How the BPR approval process works
Active substance approval is initiated by submission of a dossier to ECHA. The Biocidal Products Committee (BPC) then conducts a peer review and prepares an opinion within 270 days, on the basis of which the European Commission grants or refuses approval. Approval is granted for a specific product type, for a defined period not exceeding 10 years, and is renewable. The application for renewal must be submitted 550 days before the expiry date of the current approval.
Existing active substances, meaning those already on the market before 14 May 2000, are assessed through a transitional Review Programme. Products containing substances still under review may remain on the market under national transitional provisions until three years after the date of approval or non-approval.
Biocide resistance: a growing industrial concern
The long-term effectiveness of industrial preservation is increasingly challenged by microbial adaptation. A 2023 review in Nature Reviews Microbiology notes that most biocides primarily target the cytoplasmic membrane and enzymes, but that inappropriate use or sub-inhibitory concentrations can act as a selective stressor rather than a lethal agent, potentially driving the emergence of tolerance.
A 2025 review in ScienceDirect documents several mechanisms of concern: overexpression of efflux pumps, membrane alterations, and reduced porin expression, all of which can confer cross-resistance to multiple antibiotic classes. The same review identifies horizontal gene transfer as an important route by which resistance determinants spread in industrial environments.

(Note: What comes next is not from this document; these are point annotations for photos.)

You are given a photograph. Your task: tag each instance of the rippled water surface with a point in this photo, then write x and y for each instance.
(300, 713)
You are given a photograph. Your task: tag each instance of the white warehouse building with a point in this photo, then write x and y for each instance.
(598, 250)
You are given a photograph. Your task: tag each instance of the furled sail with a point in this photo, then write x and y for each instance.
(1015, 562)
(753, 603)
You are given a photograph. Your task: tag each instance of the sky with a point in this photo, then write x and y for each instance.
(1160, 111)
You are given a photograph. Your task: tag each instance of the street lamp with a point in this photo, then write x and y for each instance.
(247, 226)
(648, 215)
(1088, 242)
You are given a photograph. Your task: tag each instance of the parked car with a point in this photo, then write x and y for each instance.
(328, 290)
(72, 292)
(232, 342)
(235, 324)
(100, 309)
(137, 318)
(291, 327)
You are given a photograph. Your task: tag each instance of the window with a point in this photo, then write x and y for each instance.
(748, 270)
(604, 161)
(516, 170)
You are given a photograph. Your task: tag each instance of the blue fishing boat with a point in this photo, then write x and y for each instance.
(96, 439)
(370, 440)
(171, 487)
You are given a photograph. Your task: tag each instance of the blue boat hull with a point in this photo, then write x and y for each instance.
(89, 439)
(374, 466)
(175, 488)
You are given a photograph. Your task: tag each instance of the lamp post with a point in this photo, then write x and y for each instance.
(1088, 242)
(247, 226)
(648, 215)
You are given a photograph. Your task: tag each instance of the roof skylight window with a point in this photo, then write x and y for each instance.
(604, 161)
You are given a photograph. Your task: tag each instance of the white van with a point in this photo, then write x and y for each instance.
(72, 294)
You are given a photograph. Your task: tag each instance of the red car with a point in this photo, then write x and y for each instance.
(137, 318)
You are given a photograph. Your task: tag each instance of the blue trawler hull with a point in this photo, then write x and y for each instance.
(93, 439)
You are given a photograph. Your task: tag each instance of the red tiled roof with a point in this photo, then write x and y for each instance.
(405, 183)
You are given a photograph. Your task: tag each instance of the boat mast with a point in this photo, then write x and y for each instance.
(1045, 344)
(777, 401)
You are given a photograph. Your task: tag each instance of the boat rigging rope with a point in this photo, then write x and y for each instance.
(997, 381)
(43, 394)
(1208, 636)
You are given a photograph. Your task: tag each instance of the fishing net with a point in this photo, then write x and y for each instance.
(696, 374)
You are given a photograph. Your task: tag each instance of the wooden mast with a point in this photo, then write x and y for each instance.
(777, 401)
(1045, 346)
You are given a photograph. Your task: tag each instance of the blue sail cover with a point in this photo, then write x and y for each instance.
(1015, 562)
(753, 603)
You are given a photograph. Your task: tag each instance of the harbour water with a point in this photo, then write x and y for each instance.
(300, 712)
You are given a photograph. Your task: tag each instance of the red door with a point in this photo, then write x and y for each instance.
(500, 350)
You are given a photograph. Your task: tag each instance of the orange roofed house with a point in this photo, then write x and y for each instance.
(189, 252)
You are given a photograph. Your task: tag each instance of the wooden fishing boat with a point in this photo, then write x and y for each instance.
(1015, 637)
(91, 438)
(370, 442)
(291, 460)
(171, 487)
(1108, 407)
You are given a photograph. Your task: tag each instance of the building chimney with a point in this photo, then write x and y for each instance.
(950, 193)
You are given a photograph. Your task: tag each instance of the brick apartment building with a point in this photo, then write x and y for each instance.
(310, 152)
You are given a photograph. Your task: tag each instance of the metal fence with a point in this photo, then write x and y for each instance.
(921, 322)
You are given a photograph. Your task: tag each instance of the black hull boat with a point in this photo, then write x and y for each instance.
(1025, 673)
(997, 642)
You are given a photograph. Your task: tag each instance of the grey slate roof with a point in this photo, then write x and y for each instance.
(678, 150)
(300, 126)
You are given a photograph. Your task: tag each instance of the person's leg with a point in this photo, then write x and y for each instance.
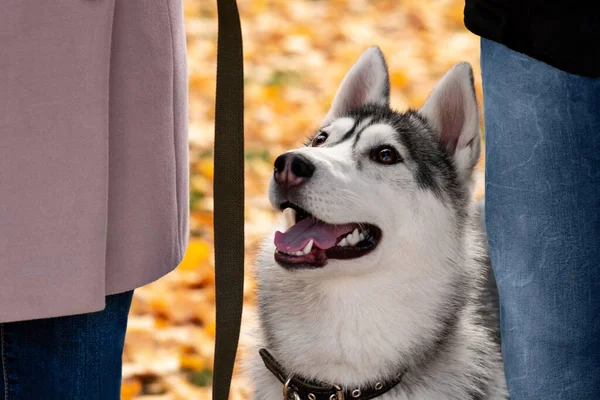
(74, 357)
(542, 129)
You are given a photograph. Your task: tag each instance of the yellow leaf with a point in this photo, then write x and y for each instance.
(130, 388)
(193, 362)
(206, 168)
(197, 253)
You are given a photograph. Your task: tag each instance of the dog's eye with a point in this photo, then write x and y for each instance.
(319, 139)
(385, 155)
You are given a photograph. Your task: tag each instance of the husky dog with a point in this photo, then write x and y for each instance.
(377, 284)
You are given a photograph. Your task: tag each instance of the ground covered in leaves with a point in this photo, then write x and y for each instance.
(296, 52)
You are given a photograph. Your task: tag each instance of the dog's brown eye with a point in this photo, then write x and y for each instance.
(319, 139)
(385, 155)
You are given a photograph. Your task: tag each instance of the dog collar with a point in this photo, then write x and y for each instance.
(296, 388)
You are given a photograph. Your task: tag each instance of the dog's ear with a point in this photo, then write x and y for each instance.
(366, 82)
(451, 109)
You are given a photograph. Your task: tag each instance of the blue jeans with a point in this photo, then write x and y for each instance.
(542, 129)
(77, 357)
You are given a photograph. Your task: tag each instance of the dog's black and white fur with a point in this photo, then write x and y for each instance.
(421, 301)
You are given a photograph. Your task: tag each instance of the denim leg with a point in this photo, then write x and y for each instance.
(75, 357)
(542, 130)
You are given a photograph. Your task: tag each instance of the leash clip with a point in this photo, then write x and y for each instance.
(338, 392)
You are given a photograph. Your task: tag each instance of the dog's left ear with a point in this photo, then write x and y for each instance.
(451, 109)
(367, 82)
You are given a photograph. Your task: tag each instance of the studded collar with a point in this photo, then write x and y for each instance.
(296, 388)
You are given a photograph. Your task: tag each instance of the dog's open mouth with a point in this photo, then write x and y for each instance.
(309, 242)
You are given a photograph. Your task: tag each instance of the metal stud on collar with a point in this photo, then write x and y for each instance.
(286, 388)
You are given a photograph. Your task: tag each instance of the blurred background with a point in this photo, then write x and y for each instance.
(296, 53)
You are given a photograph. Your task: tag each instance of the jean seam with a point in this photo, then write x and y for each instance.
(4, 361)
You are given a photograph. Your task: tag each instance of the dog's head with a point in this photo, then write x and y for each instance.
(374, 186)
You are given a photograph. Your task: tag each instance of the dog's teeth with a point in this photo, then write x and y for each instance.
(352, 238)
(289, 217)
(308, 247)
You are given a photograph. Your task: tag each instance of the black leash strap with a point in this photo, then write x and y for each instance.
(228, 195)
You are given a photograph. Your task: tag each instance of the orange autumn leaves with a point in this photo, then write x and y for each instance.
(295, 54)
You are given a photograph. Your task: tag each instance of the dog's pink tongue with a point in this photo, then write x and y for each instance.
(295, 238)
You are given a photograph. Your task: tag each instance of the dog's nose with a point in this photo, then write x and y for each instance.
(292, 169)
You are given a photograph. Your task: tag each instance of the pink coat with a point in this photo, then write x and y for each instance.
(93, 151)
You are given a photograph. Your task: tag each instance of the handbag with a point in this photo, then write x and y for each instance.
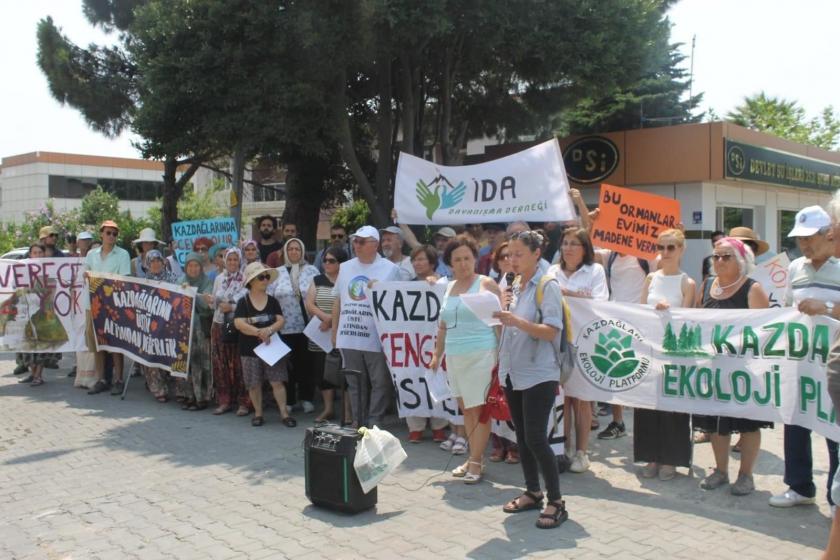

Biofilm growth mode is a particular problem: bacteria growing in adherent biofilms show significantly higher resistance to biocides compared to their planktonic counterparts, driven partly by reduced penetration of the active substance and partly by altered metabolic states within the biofilm matrix.
Comparison: key biocide families in industrial use
Frequently asked questions
What is the difference between a biocide and a preservative under the BPR?
The BPR does not establish a legal distinction: a preservative is a biocide used to protect a product or material against microbial deterioration during storage or use. Preservatives in food and cosmetics are explicitly out of scope of the BPR, which covers only industrial, material, and disinfectant uses.
What is a "treated article" under the BPR?
A treated article is any object that has been treated with, or intentionally incorporates, a biocidal product, such as a biocide-treated textile or a paint containing an in-can preservative. Under the BPR, treated articles may only use biocidal products containing approved active substances, and labelling obligations apply when specific claims are made or when sensitisation risks are present.
Why are isothiazolinones increasingly restricted?
Despite their efficacy, isothiazolinones are strong sensitizers producing skin irritation and allergic contact dermatitis. The EU has adopted strict concentration limits to balance the risks for workers handling these biocides and for end consumers exposed to treated products. Further tightening is expected as more toxicological data accumulate.
Can a biocidal product be sold in the EU without authorisation?
No, with limited transitional exceptions. ECHA's framework requires both active substance approval at EU level and product-level authorisation before market placement. Products that fail to obtain authorisation must be withdrawn. The authorisation process typically takes two to four years.
Do biocides contribute to antibiotic resistance?
This is an active area of scientific concern. A 2025 critical review identifies biocides as capable of exerting selective pressure on microbial populations, promoting the proliferation of resistant strains and contributing to the spread of antimicrobial resistance genes in both environmental and industrial settings. The risk is particularly linked to sub-inhibitory concentrations and long-term, low-dose exposure scenarios common in industrial preservation.